# 第三章：01 构造决策树

## 1、决策树介绍

决策树相当于二分数据，每次根据某个属性将数据划分成两个部分。并重复这个过程。

## 2、信息增益
在划分数据集之前之后信息发生的变化称之为信息增益，知道如何计算信息增益，就可以计算每个特征值划分数据集后，获得的信息增益，
获得信息增益最高的特征就是特征的最好的选择。

对于相关的信息增益和香农熵的计算公式可自行查询

### 这里给出《机器学习实战》中提到的两个公式：

1、符号$x_i$的信息定义为：
    
$$l(x_i) = -log_2p(x_i)$$
其中$p(x_i)$是选择该分类的概率

2、计算所有类别中所有可能值包含的信息期望值，通过下面公式得到：

$$H = -\sum_{i=1}^np(x_i)log_2p(x_i)$$

## 3、计算给定数据的香农熵

In [1]:
from math import log
import operator

In [2]:
def calcShannonEnt(dataSet):
    numEntries = len(dataSet)
    labelCounts = {}
    for featVec in dataSet: #the the number of unique elements and their occurance
        currentLabel = featVec[-1]
        if currentLabel not in labelCounts.keys(): labelCounts[currentLabel] = 0
        labelCounts[currentLabel] += 1
    shannonEnt = 0.0
    for key in labelCounts:
        prob = float(labelCounts[key])/numEntries
        shannonEnt -= prob * log(prob,2) #log base 2
    return shannonEnt

## 4、构造测试数据

In [3]:

def createDataSet():
    dataSet = [[1, 1, 'yes'],
               [1, 1, 'yes'],
               [1, 0, 'no'],
               [0, 1, 'no'],
               [0, 1, 'no']]
    labels = ['no surfacing','flippers']
    #change to discrete values
    return dataSet, labels

In [4]:
myData , labels = createDataSet()

In [5]:
myData

[[1, 1, 'yes'], [1, 1, 'yes'], [1, 0, 'no'], [0, 1, 'no'], [0, 1, 'no']]

In [6]:
calcShannonEnt(myData)

0.9709505944546686

In [7]:
myData[0][-1]


'yes'

In [8]:
myData[0][-1] = 'maybe'
myData

[[1, 1, 'maybe'], [1, 1, 'yes'], [1, 0, 'no'], [0, 1, 'no'], [0, 1, 'no']]

In [9]:
calcShannonEnt(myData)

1.3709505944546687

# 5、重新运行创造数据函数

In [10]:
myData , labels = createDataSet()

In [13]:
myData

[[1, 1, 'yes'], [1, 1, 'yes'], [1, 0, 'no'], [0, 1, 'no'], [0, 1, 'no']]

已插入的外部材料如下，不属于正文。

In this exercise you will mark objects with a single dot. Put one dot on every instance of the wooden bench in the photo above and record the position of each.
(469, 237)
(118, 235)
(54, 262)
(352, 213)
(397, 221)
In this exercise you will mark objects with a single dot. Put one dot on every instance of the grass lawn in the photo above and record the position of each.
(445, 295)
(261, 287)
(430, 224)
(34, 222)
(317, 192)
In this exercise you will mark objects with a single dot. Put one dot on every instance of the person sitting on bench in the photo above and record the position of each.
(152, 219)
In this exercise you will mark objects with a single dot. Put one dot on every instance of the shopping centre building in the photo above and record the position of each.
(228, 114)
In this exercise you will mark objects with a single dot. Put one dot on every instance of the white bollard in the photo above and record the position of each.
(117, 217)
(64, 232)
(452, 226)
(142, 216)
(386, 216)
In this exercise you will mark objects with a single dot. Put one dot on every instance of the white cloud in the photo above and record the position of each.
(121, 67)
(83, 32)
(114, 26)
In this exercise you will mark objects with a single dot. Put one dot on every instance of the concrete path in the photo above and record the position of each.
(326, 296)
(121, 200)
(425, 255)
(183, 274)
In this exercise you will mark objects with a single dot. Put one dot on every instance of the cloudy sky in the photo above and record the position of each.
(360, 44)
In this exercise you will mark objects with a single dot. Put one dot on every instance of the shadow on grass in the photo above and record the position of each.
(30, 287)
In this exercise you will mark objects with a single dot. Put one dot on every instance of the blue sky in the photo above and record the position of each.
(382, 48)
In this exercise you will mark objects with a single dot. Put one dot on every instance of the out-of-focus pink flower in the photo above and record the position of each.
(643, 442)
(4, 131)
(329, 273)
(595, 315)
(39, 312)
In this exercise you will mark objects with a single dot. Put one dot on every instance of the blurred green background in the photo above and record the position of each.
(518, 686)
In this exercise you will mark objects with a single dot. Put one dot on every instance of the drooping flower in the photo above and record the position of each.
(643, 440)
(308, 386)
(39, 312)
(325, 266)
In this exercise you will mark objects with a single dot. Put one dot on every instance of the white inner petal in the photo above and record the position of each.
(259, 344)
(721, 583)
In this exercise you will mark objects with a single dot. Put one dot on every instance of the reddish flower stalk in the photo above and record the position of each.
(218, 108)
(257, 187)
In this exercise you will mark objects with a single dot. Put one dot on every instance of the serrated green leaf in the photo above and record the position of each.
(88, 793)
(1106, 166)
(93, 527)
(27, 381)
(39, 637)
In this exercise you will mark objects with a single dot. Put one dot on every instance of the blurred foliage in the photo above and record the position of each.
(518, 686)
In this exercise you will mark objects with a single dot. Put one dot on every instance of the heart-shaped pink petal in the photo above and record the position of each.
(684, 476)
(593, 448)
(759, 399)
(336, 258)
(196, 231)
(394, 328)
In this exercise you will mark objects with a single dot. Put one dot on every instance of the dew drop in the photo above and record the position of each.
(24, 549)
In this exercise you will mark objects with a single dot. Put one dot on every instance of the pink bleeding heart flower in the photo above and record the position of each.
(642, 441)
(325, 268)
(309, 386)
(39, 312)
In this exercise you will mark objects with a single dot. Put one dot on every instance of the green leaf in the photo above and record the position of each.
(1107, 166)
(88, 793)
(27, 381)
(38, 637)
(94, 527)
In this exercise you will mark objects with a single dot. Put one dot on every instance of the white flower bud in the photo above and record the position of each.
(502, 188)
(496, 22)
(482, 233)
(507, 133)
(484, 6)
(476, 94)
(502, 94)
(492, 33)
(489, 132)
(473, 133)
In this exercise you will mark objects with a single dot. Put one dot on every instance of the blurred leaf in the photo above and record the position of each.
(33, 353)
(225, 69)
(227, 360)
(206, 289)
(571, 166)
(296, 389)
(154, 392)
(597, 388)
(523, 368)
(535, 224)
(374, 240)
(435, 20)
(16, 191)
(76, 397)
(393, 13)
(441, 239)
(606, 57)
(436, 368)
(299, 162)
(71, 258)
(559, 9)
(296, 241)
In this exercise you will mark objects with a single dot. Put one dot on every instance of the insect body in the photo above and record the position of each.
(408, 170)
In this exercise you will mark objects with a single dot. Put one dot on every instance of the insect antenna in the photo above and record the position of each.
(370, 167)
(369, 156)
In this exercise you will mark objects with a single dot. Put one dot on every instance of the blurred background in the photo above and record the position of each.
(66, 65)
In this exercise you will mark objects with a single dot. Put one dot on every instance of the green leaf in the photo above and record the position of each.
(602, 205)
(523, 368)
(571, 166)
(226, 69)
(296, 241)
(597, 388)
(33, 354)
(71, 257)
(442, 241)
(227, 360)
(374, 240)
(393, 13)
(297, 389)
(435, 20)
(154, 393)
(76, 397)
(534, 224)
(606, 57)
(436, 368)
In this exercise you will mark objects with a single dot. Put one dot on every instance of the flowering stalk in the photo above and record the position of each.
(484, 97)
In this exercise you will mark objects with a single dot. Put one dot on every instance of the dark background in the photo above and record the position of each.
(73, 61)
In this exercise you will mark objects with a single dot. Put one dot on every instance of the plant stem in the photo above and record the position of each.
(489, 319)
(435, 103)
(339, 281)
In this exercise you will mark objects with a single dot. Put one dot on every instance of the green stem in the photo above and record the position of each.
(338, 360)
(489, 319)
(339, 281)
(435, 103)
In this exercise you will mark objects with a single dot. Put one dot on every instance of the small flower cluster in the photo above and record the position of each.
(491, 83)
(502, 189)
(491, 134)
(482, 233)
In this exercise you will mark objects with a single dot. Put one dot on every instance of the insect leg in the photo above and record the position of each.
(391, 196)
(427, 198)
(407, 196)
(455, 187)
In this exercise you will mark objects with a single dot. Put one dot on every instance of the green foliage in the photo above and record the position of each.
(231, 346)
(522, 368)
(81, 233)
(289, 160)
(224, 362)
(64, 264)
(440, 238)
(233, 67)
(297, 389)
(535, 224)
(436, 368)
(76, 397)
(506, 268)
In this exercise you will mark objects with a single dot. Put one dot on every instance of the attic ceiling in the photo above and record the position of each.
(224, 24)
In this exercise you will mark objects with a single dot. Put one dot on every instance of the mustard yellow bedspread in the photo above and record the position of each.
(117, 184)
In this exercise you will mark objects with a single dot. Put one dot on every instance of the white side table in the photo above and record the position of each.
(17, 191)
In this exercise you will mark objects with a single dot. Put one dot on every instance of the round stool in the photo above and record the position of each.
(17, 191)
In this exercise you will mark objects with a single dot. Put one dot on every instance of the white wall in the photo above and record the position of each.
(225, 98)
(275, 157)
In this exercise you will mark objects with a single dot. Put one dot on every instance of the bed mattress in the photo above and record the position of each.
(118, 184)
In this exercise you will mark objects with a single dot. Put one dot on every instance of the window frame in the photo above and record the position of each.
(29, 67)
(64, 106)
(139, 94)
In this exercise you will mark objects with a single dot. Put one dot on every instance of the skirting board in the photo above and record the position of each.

### 这个函数的作用：对于给定的数据集合，根据给出的axis进行数据的切分，这个value就是切分的标识，对dataSet每一个列表数据，如果axis位置的值，等于给出的value，将整个数据集分类等于value和不等于value的两个集合。对于新集合，将不包含value

In [11]:
def splitDataSet(dataSet, axis, value):
    retDataSet = []
    for featVec in dataSet:
        if featVec[axis] == value:
            reducedFeatVec = featVec[:axis]     #chop out axis used for splitting
            reducedFeatVec.extend(featVec[axis+1:])
            retDataSet.append(reducedFeatVec)
    return retDataSet

In [12]:
splitDataSet(myData,0,1)

[[1, 'yes'], [1, 'yes'], [0, 'no']]

In [14]:
splitDataSet(myData,1,1)

[[1, 'yes'], [1, 'yes'], [0, 'no'], [0, 'no']]

In [15]:
splitDataSet(myData,1,0)

[[1, 'no']]

In [18]:
def chooseBestFeatureToSplit(dataSet):
    numFeatures = len(dataSet[0]) - 1      #the last column is used for the labels
    baseEntropy = calcShannonEnt(dataSet)
    bestInfoGain = 0.0; bestFeature = -1
    for i in range(numFeatures):        #iterate over all the features
        featList = [example[i] for example in dataSet]#create a list of all the examples of this feature
        uniqueVals = set(featList)       #get a set of unique values
        newEntropy = 0.0
        for value in uniqueVals:
            subDataSet = splitDataSet(dataSet, i, value)
            prob = len(subDataSet)/float(len(dataSet))
            newEntropy += prob * calcShannonEnt(subDataSet)     
        infoGain = baseEntropy - newEntropy     #calculate the info gain; ie reduction in entropy
        if (infoGain > bestInfoGain):       #compare this to the best gain so far
            bestInfoGain = infoGain         #if better than current best, set to best
            bestFeature = i
    return bestFeature                      #returns an integer

In [19]:
chooseBestFeatureToSplit(myData)

0

In [20]:
myData

[[1, 1, 'yes'], [1, 1, 'yes'], [1, 0, 'no'], [0, 1, 'no'], [0, 1, 'no']]

In [21]:
def majorityCnt(classList):
    classCount={}
    for vote in classList:
        if vote not in classCount.keys(): classCount[vote] = 0
        classCount[vote] += 1
    sortedClassCount = sorted(classCount.iteritems(), key=operator.itemgetter(1), reverse=True)
    return sortedClassCount[0][0]